The XFV-12A was an attempt by the US Navy to develop a supersonic VTOL aircraft. This futuristic-looking fighter used a risky, unproven, and complex thrust system. In a cost-cutting attempt, the prototype included components from existing fighter aircraft. With a canard wing design, the aircraft had wings where the vertical thrust system was located.

The unique lift system was called “thrust augmenting.” Air from the jet engine was directed through a series of ducts and into the wings, where it would exit from openings under the wings to provide lift.

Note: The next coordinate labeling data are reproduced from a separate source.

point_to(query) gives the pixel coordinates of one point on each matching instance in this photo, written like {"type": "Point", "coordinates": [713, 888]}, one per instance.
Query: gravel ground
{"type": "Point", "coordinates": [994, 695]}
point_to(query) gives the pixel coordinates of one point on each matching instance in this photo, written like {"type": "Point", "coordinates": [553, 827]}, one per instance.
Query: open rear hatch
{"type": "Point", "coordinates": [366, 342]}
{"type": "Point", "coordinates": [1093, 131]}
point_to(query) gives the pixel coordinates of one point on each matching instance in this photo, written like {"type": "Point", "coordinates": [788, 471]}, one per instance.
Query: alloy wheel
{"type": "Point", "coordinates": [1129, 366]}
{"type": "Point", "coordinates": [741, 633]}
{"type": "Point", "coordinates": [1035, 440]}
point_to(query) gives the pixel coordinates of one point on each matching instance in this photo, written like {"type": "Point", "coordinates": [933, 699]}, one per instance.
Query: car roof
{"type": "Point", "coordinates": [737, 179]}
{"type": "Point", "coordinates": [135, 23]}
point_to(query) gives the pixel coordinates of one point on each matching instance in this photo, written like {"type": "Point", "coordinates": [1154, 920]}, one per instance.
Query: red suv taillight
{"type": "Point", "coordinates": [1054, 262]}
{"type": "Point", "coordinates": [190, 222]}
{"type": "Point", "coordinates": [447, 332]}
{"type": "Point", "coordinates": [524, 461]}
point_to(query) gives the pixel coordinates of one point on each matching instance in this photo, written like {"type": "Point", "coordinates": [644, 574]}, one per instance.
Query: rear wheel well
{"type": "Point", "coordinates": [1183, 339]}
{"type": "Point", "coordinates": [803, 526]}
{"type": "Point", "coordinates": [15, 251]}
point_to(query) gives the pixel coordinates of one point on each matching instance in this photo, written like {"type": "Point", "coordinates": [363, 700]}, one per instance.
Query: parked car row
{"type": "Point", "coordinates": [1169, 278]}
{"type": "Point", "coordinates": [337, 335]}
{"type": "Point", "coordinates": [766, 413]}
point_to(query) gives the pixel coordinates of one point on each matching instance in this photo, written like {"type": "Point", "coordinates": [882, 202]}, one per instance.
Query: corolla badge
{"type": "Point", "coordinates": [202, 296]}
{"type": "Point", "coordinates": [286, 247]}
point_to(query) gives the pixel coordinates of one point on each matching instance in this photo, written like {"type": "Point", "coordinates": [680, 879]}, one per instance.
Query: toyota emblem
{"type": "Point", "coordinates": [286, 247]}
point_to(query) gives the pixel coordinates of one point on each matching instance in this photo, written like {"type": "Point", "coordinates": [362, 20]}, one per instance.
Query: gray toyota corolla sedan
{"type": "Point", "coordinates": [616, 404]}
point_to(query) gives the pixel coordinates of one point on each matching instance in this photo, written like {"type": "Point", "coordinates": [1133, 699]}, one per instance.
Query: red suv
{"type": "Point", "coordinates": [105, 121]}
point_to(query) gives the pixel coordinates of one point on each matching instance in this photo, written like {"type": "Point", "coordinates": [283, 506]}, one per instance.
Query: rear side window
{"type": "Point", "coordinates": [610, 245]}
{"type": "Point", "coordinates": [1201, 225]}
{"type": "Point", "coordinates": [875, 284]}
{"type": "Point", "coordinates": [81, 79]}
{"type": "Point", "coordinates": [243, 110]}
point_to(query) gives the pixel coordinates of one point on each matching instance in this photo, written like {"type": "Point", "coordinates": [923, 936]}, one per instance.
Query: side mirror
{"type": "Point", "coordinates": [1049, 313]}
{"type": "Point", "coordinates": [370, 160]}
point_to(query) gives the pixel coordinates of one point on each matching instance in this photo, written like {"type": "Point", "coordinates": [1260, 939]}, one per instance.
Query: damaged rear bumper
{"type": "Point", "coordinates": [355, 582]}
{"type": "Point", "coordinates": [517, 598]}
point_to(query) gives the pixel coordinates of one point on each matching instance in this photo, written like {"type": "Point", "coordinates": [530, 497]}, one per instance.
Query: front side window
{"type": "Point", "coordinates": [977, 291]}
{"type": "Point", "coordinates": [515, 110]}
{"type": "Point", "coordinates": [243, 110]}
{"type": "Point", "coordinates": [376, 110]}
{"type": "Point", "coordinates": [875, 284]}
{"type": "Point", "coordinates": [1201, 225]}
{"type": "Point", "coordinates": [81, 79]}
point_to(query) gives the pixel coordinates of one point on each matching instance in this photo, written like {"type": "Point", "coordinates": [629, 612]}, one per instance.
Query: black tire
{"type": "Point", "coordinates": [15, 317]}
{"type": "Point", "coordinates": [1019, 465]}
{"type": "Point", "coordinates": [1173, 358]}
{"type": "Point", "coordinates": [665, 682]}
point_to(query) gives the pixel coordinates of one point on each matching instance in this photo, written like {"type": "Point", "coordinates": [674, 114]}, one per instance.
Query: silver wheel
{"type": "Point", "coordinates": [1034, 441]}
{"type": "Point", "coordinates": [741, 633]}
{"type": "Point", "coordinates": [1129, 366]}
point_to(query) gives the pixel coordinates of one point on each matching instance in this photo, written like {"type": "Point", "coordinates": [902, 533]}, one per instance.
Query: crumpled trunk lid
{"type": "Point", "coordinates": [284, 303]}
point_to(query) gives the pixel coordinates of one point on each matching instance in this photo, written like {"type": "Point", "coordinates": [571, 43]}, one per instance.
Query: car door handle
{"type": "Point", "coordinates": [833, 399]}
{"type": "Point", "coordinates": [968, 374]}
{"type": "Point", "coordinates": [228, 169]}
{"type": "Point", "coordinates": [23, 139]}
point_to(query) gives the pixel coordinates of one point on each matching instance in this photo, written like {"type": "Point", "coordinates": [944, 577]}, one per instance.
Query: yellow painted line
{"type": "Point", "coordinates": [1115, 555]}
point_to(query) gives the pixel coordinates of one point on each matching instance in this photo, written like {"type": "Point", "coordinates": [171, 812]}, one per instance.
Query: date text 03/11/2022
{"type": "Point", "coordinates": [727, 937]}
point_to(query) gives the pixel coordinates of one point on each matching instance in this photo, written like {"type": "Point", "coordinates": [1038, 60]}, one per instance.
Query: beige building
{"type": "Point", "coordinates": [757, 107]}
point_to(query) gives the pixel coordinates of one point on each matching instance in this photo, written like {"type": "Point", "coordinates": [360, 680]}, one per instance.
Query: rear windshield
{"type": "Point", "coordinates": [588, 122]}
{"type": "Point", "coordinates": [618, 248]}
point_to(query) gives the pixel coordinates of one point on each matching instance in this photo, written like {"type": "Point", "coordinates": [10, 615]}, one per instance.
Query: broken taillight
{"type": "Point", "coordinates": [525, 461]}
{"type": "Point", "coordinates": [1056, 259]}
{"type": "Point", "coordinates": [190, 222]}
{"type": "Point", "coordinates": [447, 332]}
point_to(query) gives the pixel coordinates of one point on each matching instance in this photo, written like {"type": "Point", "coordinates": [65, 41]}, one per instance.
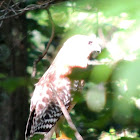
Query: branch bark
{"type": "Point", "coordinates": [48, 45]}
{"type": "Point", "coordinates": [66, 115]}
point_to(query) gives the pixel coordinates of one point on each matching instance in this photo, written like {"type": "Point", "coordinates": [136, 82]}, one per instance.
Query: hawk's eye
{"type": "Point", "coordinates": [90, 42]}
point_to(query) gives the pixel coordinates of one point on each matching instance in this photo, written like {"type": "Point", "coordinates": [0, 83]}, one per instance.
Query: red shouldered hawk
{"type": "Point", "coordinates": [44, 109]}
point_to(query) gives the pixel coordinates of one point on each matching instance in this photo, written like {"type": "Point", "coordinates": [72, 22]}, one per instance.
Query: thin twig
{"type": "Point", "coordinates": [48, 45]}
{"type": "Point", "coordinates": [31, 7]}
{"type": "Point", "coordinates": [66, 115]}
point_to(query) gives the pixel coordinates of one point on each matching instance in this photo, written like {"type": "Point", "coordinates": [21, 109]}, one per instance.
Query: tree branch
{"type": "Point", "coordinates": [48, 45]}
{"type": "Point", "coordinates": [66, 115]}
{"type": "Point", "coordinates": [8, 10]}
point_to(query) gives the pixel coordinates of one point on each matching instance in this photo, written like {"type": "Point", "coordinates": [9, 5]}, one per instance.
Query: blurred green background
{"type": "Point", "coordinates": [109, 106]}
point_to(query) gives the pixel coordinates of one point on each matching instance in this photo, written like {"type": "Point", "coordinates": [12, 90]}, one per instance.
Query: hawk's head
{"type": "Point", "coordinates": [76, 51]}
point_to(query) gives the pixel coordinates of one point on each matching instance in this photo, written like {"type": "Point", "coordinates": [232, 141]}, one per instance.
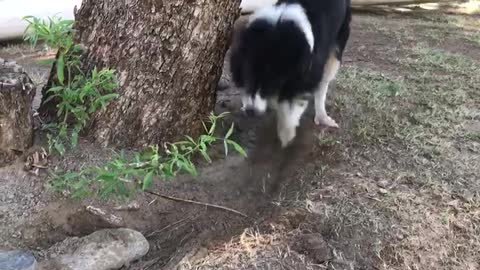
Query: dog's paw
{"type": "Point", "coordinates": [326, 121]}
{"type": "Point", "coordinates": [286, 135]}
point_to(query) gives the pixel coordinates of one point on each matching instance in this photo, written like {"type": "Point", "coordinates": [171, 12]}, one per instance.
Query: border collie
{"type": "Point", "coordinates": [286, 53]}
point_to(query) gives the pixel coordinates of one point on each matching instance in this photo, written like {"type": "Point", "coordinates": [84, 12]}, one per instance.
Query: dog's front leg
{"type": "Point", "coordinates": [289, 114]}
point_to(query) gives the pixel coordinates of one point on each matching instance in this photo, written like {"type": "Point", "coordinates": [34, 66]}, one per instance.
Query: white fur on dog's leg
{"type": "Point", "coordinates": [286, 135]}
{"type": "Point", "coordinates": [288, 119]}
{"type": "Point", "coordinates": [326, 121]}
{"type": "Point", "coordinates": [321, 116]}
{"type": "Point", "coordinates": [329, 73]}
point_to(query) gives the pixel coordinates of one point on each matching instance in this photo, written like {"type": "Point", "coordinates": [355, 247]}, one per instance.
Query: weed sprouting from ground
{"type": "Point", "coordinates": [122, 176]}
{"type": "Point", "coordinates": [79, 95]}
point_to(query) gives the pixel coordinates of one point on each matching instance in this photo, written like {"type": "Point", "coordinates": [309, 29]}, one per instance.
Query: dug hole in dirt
{"type": "Point", "coordinates": [35, 218]}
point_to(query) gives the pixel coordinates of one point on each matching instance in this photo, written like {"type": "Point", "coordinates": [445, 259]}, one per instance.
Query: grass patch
{"type": "Point", "coordinates": [371, 93]}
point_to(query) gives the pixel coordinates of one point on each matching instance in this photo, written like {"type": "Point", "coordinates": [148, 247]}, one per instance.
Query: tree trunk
{"type": "Point", "coordinates": [168, 56]}
{"type": "Point", "coordinates": [16, 124]}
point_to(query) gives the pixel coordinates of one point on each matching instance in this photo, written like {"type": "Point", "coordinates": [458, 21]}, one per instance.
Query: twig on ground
{"type": "Point", "coordinates": [197, 203]}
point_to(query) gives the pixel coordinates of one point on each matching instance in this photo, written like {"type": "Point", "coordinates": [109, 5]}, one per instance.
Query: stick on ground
{"type": "Point", "coordinates": [197, 203]}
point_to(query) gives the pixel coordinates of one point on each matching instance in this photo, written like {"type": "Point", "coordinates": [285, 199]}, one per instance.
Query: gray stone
{"type": "Point", "coordinates": [314, 246]}
{"type": "Point", "coordinates": [17, 260]}
{"type": "Point", "coordinates": [102, 250]}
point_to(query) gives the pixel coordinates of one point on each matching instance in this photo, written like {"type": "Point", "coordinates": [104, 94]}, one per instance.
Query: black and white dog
{"type": "Point", "coordinates": [288, 52]}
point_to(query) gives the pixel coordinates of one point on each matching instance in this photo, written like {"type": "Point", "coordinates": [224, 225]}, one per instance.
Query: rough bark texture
{"type": "Point", "coordinates": [169, 57]}
{"type": "Point", "coordinates": [16, 124]}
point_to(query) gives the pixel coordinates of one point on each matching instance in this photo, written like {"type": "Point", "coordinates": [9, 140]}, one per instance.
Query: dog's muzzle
{"type": "Point", "coordinates": [254, 105]}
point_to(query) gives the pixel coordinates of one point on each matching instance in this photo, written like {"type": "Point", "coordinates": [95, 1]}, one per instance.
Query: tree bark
{"type": "Point", "coordinates": [16, 120]}
{"type": "Point", "coordinates": [168, 56]}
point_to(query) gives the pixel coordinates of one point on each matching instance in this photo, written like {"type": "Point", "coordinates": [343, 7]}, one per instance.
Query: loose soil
{"type": "Point", "coordinates": [396, 187]}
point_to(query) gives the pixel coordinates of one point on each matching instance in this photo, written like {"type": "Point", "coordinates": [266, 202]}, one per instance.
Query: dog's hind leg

While tests of small-scale models were promising, real life was more disappointing when a high level of thrust augmentation was used. Large losses of thrust from movement of air through the ducts meant the aircraft couldn’t even lift itself off the ground when testing of the prototype started in 1974. The US Navy lost interest in the project and canceled it in 1981.

3 The VZ-8 Airgeep

Although the Piaseki VZ-8 Airgeep was built by the US Army as a prototype “flying jeep,” it didn’t look anything like a jeep. Instead, it looked like an open cockpit helicopter. Built in 1958, the aircraft consisted of two 400-horsepower engines driving two ducted fan propellers, one at the front of the vehicle and one at the back.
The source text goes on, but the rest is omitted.